Annie sighed. “I’m still looking for the unbroken circle of friends.” She looked at Breister and Toshty. “But maybe I can finally learn everything my mother tried to teach me. Maybe even unfortunate, foolish Cougars—just like crazy Owls—can have a real family?” This was phrased as a question, but sounded more like a statement of hope.
For several minutes, Annie said nothing more, allowing what she had shared to sink in. She noticed that Breister seemed to be considering something. At last, she asked him about it.
“What’s on your mind, Breister,” she said. “You look like your thoughts are far away.”
Breister smiled. “Yes, there was something very interesting to me in your story.”
Annie looked questioningly at him.
“I was just thinking how interesting it is,” he began. “I apprenticed with an old Wood Cow carpenter—a retired seafarer. I was just wondering if Bram’s friend might have been the same old salt...His name was Klemés ma di son Colé!”
“You knew Klemés—the old ship’s carpenter?” Annie exclaimed. “The name is unusual enough that it seems likely that it might be the same one!”
“Yes,” Breister agreed slowly. “And there’s something especially interesting to me about old Klemés. While I was his apprentice, I took note of his young and lovely granddaughter...Her name was Helbara...”
A Parting of Ways
When the travelers arrived, dusty and road weary, at the Cutoff station, they moved quickly toward bed. They hoped to get an early start the next day.
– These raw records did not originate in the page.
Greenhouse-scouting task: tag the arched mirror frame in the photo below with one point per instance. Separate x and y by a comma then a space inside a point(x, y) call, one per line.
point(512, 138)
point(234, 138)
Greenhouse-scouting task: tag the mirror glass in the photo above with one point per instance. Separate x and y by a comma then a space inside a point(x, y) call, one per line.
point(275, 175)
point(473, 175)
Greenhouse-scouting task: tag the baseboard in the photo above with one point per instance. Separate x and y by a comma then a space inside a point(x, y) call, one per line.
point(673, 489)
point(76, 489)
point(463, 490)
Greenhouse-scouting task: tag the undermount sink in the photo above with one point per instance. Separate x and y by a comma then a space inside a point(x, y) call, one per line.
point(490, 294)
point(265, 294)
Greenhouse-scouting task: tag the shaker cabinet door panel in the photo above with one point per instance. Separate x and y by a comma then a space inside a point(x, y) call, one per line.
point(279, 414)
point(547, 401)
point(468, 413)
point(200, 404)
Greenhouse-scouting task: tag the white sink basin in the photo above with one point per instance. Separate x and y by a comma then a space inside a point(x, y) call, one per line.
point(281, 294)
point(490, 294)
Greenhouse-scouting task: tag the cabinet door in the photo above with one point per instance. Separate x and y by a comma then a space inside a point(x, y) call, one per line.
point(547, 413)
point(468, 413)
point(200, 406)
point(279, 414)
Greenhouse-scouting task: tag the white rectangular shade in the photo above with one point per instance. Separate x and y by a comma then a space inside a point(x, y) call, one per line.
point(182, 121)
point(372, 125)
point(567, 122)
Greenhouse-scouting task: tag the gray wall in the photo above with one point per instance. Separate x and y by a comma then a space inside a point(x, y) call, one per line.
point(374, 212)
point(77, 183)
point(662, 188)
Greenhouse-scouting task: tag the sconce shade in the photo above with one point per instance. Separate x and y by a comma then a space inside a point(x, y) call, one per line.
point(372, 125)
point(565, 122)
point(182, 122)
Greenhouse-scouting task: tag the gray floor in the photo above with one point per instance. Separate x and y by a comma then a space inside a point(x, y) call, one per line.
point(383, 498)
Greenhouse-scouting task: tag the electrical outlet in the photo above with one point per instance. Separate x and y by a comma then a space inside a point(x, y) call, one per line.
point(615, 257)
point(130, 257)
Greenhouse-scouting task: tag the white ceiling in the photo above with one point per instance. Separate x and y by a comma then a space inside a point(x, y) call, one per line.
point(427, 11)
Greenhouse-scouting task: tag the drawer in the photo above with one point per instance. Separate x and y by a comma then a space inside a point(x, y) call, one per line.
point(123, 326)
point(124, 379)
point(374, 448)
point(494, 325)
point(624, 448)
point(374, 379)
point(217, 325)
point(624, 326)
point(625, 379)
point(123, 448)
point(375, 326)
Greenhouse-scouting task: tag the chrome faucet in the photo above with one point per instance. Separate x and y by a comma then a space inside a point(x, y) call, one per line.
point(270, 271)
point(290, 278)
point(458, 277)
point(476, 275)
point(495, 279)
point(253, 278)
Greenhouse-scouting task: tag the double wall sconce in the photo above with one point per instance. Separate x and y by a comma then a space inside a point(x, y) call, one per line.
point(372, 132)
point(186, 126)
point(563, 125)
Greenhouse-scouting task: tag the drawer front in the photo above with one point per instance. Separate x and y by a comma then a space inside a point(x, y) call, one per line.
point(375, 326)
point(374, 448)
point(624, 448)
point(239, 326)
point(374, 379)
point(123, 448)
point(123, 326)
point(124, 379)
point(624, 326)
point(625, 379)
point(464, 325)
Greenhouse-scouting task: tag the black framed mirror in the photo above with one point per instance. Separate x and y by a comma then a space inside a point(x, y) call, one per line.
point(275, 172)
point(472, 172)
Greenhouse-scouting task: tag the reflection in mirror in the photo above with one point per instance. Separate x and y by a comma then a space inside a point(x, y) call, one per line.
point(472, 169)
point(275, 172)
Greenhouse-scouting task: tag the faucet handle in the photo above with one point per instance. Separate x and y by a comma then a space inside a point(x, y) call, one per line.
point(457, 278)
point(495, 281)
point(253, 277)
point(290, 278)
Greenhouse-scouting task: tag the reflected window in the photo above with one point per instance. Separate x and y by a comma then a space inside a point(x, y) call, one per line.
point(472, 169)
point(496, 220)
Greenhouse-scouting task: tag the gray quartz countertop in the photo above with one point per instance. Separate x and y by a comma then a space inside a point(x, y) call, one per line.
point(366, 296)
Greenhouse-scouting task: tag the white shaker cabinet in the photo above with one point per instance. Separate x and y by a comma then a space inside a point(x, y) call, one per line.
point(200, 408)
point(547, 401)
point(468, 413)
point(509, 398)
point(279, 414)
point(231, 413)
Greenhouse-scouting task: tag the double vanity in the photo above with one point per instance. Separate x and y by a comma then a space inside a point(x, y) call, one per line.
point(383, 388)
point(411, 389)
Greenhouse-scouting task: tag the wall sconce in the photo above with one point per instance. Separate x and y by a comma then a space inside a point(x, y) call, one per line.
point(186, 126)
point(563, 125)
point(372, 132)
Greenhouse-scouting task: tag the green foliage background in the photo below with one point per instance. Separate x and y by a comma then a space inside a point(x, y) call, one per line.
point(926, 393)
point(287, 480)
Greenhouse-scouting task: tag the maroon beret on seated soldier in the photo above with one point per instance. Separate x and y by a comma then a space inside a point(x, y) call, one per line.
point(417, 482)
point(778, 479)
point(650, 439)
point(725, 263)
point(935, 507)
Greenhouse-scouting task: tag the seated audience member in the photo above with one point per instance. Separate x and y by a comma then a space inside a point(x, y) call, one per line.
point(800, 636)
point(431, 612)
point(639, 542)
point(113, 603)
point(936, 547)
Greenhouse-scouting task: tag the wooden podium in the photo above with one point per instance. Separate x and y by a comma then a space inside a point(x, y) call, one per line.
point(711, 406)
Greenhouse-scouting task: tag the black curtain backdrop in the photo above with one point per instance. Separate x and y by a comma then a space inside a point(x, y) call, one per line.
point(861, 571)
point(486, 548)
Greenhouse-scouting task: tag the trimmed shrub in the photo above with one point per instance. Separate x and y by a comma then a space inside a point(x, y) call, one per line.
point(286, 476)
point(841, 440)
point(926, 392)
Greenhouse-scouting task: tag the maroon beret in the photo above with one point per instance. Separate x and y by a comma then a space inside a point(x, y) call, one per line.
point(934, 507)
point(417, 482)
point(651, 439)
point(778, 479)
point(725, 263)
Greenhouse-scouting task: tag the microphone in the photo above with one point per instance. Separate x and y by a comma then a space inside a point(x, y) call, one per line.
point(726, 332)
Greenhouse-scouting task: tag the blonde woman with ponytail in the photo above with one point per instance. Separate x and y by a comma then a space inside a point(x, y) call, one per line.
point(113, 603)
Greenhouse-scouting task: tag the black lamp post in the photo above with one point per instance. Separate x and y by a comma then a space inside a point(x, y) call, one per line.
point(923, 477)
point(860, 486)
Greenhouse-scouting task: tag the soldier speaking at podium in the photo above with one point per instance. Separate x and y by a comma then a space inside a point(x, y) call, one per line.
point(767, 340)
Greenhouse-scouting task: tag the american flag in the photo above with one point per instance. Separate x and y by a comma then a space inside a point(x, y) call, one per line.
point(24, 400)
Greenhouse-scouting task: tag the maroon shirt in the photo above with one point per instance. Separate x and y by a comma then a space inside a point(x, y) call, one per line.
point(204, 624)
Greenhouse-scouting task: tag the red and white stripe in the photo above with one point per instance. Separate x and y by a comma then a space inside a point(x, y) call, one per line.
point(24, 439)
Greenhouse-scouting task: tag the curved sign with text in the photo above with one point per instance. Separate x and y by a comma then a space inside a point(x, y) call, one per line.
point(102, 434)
As the three friends unloaded their bags, Breister talked pleasantly for a few minutes with Zeke, the station-master, telling him a bit about his travels. A few days later, Zeke, in turn, would entertain a Bayou Dog named Burwell with his stories about the strange trio he had met. But, as he drifted off to sleep, all Breister knew was that he felt a growing sense that he was, at last, somehow close to Helga’s trail.